Из суждений такого рода наибольшую известность получили высказывания Н. Михайловского. В статье «Об отцах и детях и о г. Чехове» («Русские ведомости», 1890, 18 апреля, № 104) он писал: «Г. Чехову все едино – что человек, что его тень, что колокольчик, что самоубийца»[141].
«Г. Чехов <…> гуляет мимо жизни и, гуляючи, ухватит то одно, то другое. Почему именно это, а не то? почему то, а не другое? <…> Почту везут, по дороге тарантас встряхивает, почтальон вываливается и сердится. Это – рассказ „Почта“. <…> И рядом вдруг – „Спать хочется“ – рассказ о том, как тринадцатилетняя девчонка Варька <…> убивает порученного ей грудного ребенка <…>. И рассказывается это тем же тоном, с теми же милыми колокольчиками и бубенчиками…»[142] «Что попадется на глаза, то он и изобразит с
Любопытно, что все это было высказано Н. К. Михайловским в статье, остро полемизирующей с «Неделей», и в частности со статьями Р. А. Дистерло. При всем различии идеологических платформ сходство позиций явное, восходящее к общему представлению современной критики о допустимом и недопустимом в литературе. Безусловно недопустимой была «одинаковость» авторского тона (о ней говорят оба критика) при изображении явлений неравнозначных[144]. Эту особенность художественной манеры Чехова Михайловский воспринимал раздраженно и позднее. Разбирая описание пожара в «Мужиках», он сравнивает похожую деталь (баба с иконой) в рассказе Чехова и на одной из картин передвижников. Сравнение оказывается в пользу живописца, у которого деталь эта значима, выделена. У Чехова же «старые бабы с образами – мелкая деталь, занимающая ровно столько же места, сколько отражение огня на лысине старика. Притом же записана эта деталь так небрежно, что не всякий и поймет, в чем тут дело: может быть, бабы просто спасали образа. Зато мы узнаем не только как вел себя на пожаре вороной жеребец, но и какой у него вообще дурной характер»[145]. «Продолжая вытаскивать из безграничного моря житейского что попадется, – писал критик еще через три года, – г. Чехов безучастно, „объективно“ описывал свою добычу, не различая ее по степени важности с какой бы то ни было точки зрения»[146].

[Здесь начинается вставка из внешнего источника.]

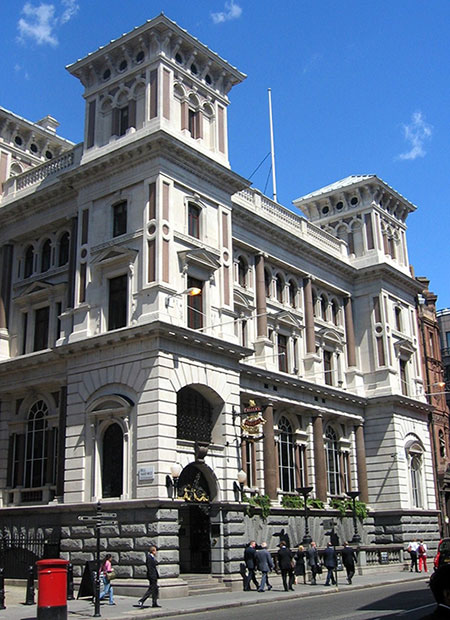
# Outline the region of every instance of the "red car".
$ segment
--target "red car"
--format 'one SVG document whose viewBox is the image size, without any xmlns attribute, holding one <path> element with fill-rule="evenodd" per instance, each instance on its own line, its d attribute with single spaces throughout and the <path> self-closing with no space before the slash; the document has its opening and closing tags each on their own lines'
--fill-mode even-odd
<svg viewBox="0 0 450 620">
<path fill-rule="evenodd" d="M 450 564 L 450 538 L 442 538 L 439 541 L 438 550 L 434 556 L 434 570 L 444 564 Z"/>
</svg>

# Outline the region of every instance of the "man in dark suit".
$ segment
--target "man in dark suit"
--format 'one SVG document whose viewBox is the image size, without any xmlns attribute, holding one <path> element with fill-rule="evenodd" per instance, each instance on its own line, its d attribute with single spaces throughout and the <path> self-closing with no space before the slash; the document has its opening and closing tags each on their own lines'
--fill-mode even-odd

Мысль об «одинаковом» отношении автора в чеховских рассказах к предметам и картинам разного порядка развернуто обосновывал П. Перцов.
«Г. Чехов любит именно не только „раздробленной“, но и одинаковой любовью „и тихий шепот вербы“, и „взор милой девы“ <…> Отношение г. Чехова к своему творчеству напоминает приемы фотографа. С одинаковым беспристрастием и увлечением снимает этот своеобразный беллетристический аппарат и прелестный пейзаж весеннего утра или широкой степи, и задумчивое лицо молодой девушки, и взъерошенную фигуру русского интеллигента-неудачника, и оригинальный тип одинокого мечтателя и тупоумного купца, и безобразные общественные порядки <…> Все эти снимки выходят живыми и правдивыми, все они блещут свежестью красок, но в то же время изображаемое ими явление представляется отрывочным и отдельным, стоящим вне цепи причин и следствий, вне связи с другими, соседними фактами»[147].

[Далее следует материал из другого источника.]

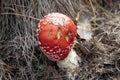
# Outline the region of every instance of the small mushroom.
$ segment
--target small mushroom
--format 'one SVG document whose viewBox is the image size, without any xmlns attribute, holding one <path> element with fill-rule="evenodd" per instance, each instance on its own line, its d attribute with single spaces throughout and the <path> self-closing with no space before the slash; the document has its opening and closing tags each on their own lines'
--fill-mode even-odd
<svg viewBox="0 0 120 80">
<path fill-rule="evenodd" d="M 79 67 L 79 56 L 73 50 L 76 39 L 76 25 L 64 14 L 50 13 L 39 23 L 37 30 L 40 48 L 60 68 L 74 73 Z"/>
</svg>

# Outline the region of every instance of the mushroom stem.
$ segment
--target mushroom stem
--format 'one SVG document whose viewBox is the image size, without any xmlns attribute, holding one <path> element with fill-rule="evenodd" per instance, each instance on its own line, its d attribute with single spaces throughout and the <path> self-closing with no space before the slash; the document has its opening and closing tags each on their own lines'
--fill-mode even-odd
<svg viewBox="0 0 120 80">
<path fill-rule="evenodd" d="M 74 49 L 71 49 L 70 53 L 64 60 L 57 61 L 59 68 L 67 69 L 69 76 L 75 76 L 78 72 L 80 57 L 76 54 Z"/>
</svg>

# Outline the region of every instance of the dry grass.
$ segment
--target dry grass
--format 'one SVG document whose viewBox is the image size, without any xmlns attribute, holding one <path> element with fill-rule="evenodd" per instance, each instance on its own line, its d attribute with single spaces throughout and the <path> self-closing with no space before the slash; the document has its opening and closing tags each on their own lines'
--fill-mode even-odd
<svg viewBox="0 0 120 80">
<path fill-rule="evenodd" d="M 94 1 L 104 10 L 93 2 L 93 11 L 86 0 L 2 0 L 0 80 L 67 80 L 65 72 L 42 54 L 36 29 L 39 20 L 50 12 L 61 12 L 75 20 L 81 10 L 88 14 L 94 35 L 89 42 L 78 38 L 81 45 L 75 50 L 82 62 L 76 80 L 119 80 L 120 1 Z"/>
</svg>

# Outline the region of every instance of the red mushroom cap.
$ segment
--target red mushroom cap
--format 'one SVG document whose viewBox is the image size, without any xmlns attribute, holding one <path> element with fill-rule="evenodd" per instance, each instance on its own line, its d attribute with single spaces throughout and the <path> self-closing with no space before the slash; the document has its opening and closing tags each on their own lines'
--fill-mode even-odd
<svg viewBox="0 0 120 80">
<path fill-rule="evenodd" d="M 70 52 L 76 25 L 64 14 L 50 13 L 40 21 L 37 33 L 44 54 L 52 61 L 59 61 Z"/>
</svg>

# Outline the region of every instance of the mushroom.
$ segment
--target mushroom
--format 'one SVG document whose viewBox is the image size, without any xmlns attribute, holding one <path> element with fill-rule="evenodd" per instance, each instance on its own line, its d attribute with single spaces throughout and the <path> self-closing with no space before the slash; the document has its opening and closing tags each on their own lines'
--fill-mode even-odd
<svg viewBox="0 0 120 80">
<path fill-rule="evenodd" d="M 76 73 L 79 56 L 73 49 L 76 39 L 76 25 L 64 14 L 49 13 L 39 23 L 37 30 L 40 48 L 60 68 Z"/>
</svg>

Отвлекаясь от общественных аттестаций творчества Чехова – постоянно обращенных к нему упреков критики в общественном индифферентизме, отсутствии мировоззрения, политических и нравственных идеалов (в чем, кстати говоря, и искали объяснений самой манеры писателя), можно сказать, что критика конца 80-х – середины 90-х годов сделала немало интересных наблюдений в области поэтики Чехова, верно уловив многие черты его художественного «языка».
В этом смысле она для нас гораздо интереснее критики 1900-х годов, которая под влиянием все растущей славы Чехова уже старалась увидеть в нем не то, что отличает его от признанных литературных авторитетов, а то, что сближает его с ними, тем самым как бы вводя писателя в их прославленный круг.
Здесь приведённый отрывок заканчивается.